Process

Our process, contained within a unit such as a cargo container, will be transported to the paper recycling plant or pulp & paper mill and “tacked onto” the waste stream. The advantages of using a self-contained facility are five-fold:

- It eliminates the need to continuously transport heavy, wet paper waste to our facility

- It lowers infrastructure costs because the manufacturing & assembly process can be standardized

- It breaks the infrastructure cost into smaller amounts which are more easily funded

- It allows us to have long term flexibility, since the semi-permanent infrastructure can be relocated

- It allows us to access emerging markets by shipping our facility overseas

The figure below is an overview of the process within our self-contained facility:

In the first stage, cellulose in the waste stream is converted into glucose. We are working on the development of a stream that will achieve this conversion. Until the strain is ready to be used with proper yields and to accelerate the start-up of the company, we will initially be using the enzyme cocktail Cellic CTec 3 from Novozymes. We will use sequential-batch reactors with controlled temperature and pH for large throughput with high yields of glucose. The effluent stream is dewatered to about 25-30% dry weight and disinfected with 600 ppm NaOCl before being fed to the reactors. The first reactor batch reactor is filled with paper waste and the enzyme cocktail. Hydrolysis occurs at 50°C and atmospheric pressure. The rate of hydrolysis of the fine fractions in the stream increases with temperature. The pH is adjusted to slightly acidic conditions, ranging from 4.0-5.0, and a steam-sterilized nutrient solution is added. When hydrolysis reaches a given level, the solution is transferred to the next batch reactor along with fresh enzyme cocktail. The mean residence time for each of the sequential batch reactors is 4 hours. This design allows us to optimize reaction conditions to achieve the highest glucose yield possible while maintaining high throughput.
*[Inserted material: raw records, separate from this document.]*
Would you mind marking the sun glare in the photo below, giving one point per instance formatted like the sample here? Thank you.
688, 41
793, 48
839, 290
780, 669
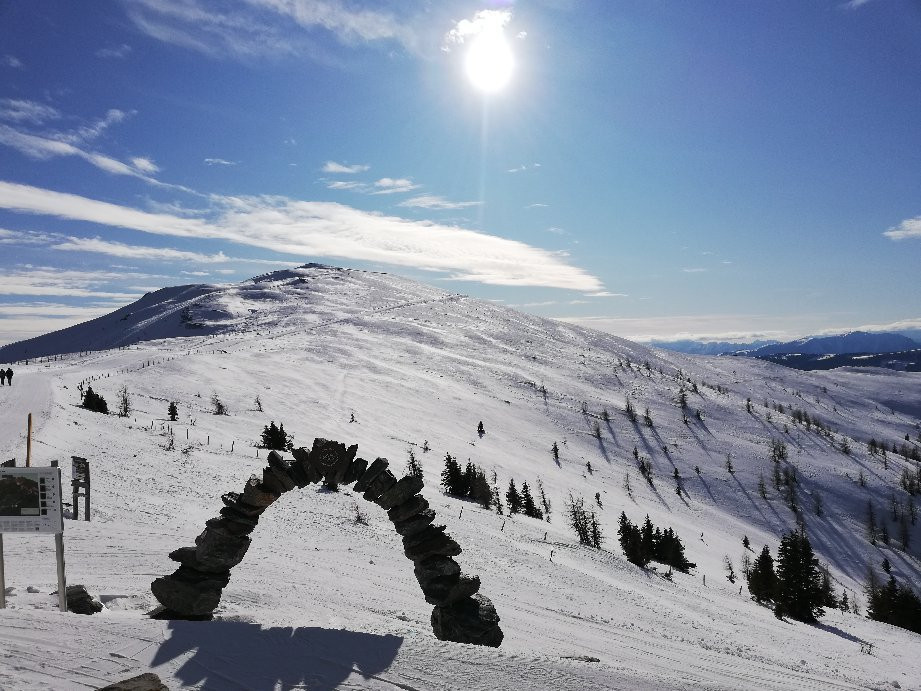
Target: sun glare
489, 61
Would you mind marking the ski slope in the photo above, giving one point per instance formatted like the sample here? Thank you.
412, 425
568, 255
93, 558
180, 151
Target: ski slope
323, 602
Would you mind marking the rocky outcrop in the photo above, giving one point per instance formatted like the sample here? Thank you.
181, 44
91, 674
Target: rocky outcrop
193, 591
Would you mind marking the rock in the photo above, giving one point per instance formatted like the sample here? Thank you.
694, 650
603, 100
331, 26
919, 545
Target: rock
256, 495
400, 492
302, 457
143, 682
234, 523
440, 544
377, 467
217, 550
332, 458
282, 466
184, 599
415, 524
81, 602
443, 591
469, 620
412, 507
435, 567
272, 481
355, 471
379, 485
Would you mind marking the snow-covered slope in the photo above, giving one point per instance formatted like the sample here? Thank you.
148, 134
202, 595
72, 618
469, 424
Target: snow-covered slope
321, 601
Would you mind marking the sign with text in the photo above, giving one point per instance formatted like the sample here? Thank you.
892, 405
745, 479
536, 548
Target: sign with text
30, 500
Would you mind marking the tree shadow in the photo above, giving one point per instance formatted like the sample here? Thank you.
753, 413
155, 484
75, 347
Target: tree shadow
230, 654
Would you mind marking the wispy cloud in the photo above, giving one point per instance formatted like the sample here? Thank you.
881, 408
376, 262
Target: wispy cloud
259, 28
327, 229
343, 168
22, 110
432, 201
118, 249
909, 228
393, 186
523, 167
114, 52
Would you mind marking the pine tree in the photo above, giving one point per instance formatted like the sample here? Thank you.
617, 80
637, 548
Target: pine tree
512, 498
413, 468
799, 581
528, 507
452, 477
762, 580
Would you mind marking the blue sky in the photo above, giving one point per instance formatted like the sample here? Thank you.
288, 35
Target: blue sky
652, 168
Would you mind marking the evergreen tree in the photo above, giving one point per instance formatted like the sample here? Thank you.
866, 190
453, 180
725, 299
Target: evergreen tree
528, 507
452, 477
512, 498
799, 582
413, 468
762, 580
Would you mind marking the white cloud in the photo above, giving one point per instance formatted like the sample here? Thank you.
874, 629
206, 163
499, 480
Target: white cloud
259, 28
328, 229
393, 186
21, 110
909, 228
114, 52
432, 201
145, 165
484, 20
343, 168
118, 249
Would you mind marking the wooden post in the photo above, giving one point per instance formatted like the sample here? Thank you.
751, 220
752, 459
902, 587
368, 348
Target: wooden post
29, 444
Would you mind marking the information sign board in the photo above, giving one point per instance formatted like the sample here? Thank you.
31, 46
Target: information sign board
30, 500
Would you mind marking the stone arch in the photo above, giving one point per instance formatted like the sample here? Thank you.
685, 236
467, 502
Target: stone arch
193, 591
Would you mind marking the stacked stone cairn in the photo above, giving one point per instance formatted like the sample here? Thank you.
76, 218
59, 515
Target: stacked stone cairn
193, 591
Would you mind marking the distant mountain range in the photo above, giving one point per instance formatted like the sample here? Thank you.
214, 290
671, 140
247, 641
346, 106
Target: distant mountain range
855, 349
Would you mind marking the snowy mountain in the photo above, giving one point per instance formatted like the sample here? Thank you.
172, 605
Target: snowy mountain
853, 342
323, 601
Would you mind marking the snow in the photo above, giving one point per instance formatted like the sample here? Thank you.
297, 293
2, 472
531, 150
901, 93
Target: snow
321, 602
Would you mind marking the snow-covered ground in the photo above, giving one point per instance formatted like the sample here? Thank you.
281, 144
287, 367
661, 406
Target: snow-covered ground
323, 602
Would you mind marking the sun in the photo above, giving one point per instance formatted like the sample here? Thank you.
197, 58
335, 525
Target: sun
489, 61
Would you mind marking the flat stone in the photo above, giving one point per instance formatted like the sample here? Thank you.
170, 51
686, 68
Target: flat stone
185, 598
234, 524
81, 602
217, 550
376, 468
273, 482
400, 492
415, 524
302, 456
280, 465
444, 591
255, 494
381, 484
411, 507
468, 620
435, 567
355, 471
440, 544
143, 682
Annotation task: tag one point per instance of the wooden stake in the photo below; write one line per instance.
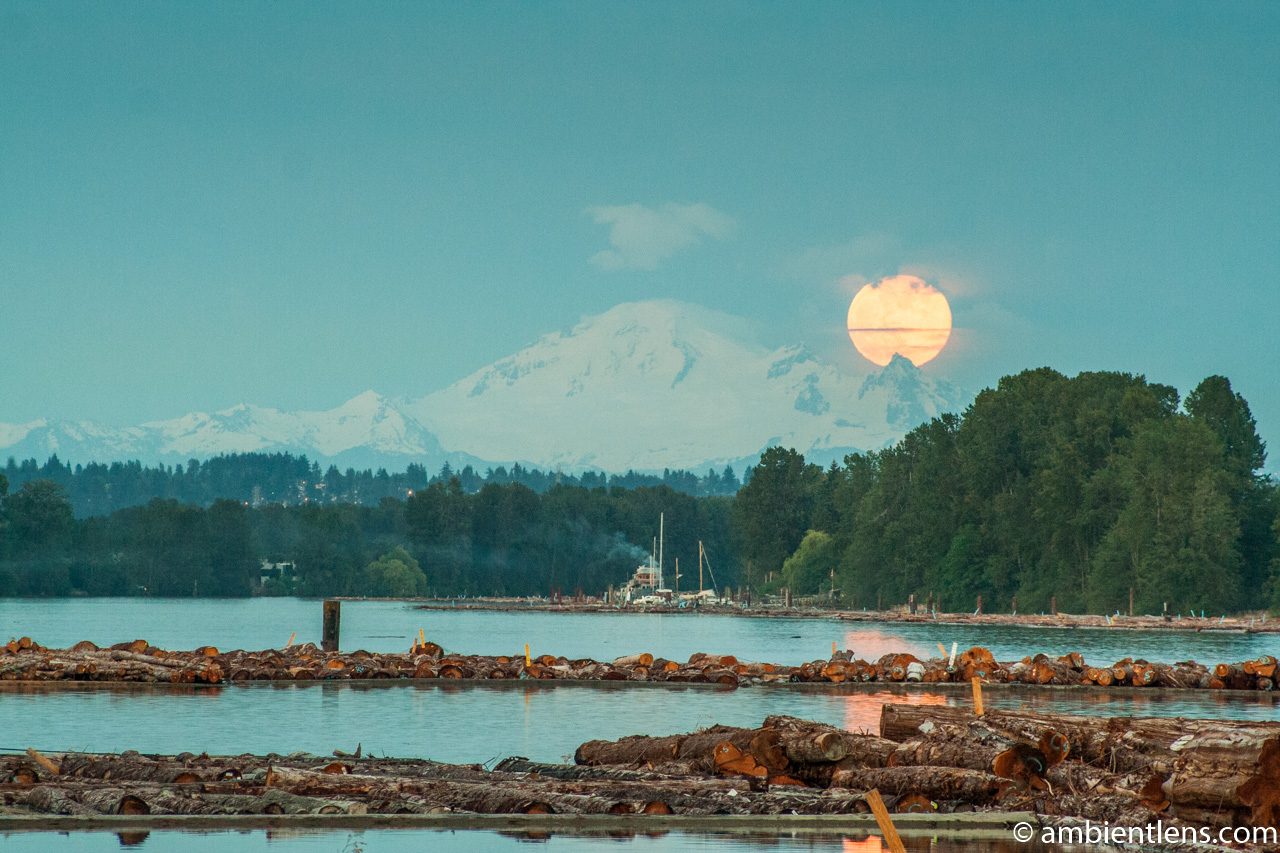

At Upcycled Aromatics, we believe sustainable practices should be integrated at every level of our process. For this reason, solids which remain after fermentation are removed by centrifugation and composted. After removing the unconverted solids, we are left with a solution containing glucose. We use membrane filtration to concentrate the glucose, thereby avoiding the use of environmentally damaging solvents. The water recovered in this process is recycled by feeding it back into the sequential-batch reactors used for hydrolysis.

In the second stage of our process, glucose is used as a feedstock for the production of aromatics chemicals through fermentation by genetically engineered Pseudomonas putida. This stage also utilized sequential-batch reaction vessels operating at 30°C. We plan to use a nitrogen-limited fermenter maintaining a pH of approximately 7.0. The mean residence time for each reactor is also 4 hours in this stage. Sequential batch reactors allow for the flexibility to produce a new product every batch by changing the reactor conditions.

Lastly, instead of using expensive and environmentally damaging solvents to purify our products, we intend to use a new technology known as “Switchable polarity solvents”. This technology employs the addition or removal of CO2 to alter the polarity of the solvent and thus the solubility of our products. This feature allows us to repurpose the CO2 given off during fermentation, thereby reducing both our operating costs and our environmental footprint.

Case Study: Pulp & Paper Mill

Pulp and paper are manufactured from raw materials containing cellulose fibres, typically wood, recycled paper, and agricultural residue. The pulping process itself is aimed at breaking down the bulk structure of the fibre source into the constituent fibres to be utilized for the production of new paper products. Unfortunately, there is a significant amount of solid by-product produced from this operation that is currently disposed of in landfills. This waste, generally referred to as "paper sludge" is also an attractive feedstock for the production of specialty chemicals.

Kraft Mill X processes 500 tons of paper product per day and produces approximately 50 tons of paper sludge. This paper sludge is 63.6 wt% cellulose. Our process will transform the cellulose into high value specialty chemicals. In a best case scenario, we will be able to produce 1.961 ton/day of cinnamic acid worth $13,665 whole sale or 3.18 ton/day shikimic acid which could be sold for $692,364 wholesale.

Case Study: Paper Recycling Plant

Recycled paper processing plants use paper as their feedstock and recover fire that can be used to produce new paper products. Paper cannot, however, be recycled endlessly. It is generally accepted that a fibre can be recycled six to seven times before it becomes too short to be utilized in new products. Actually, this unusable fibre accounts for 15-20% of the total paper fibres fed to the recycling plant and are considered waste. Paper recycling companies pay to have this waste product buried in a landfill or sent out as waste water. We can turn this waste into profit.

Paper Recycling Plant Y processes 250 tons of paper per day and produces approximately 50 tons of solid in their effluent stream. This paper sludge is 25.2 wt% cellulose on average. This cellulose can be used to produce high value specialty chemicals. Ideally our process will have the yields required to produce 0.777 ton/day cinnamic acid worth $5,415 wholesale or 1.26 ton/day of shikimic acid which could be sold to buyers for $247,333 wholesale.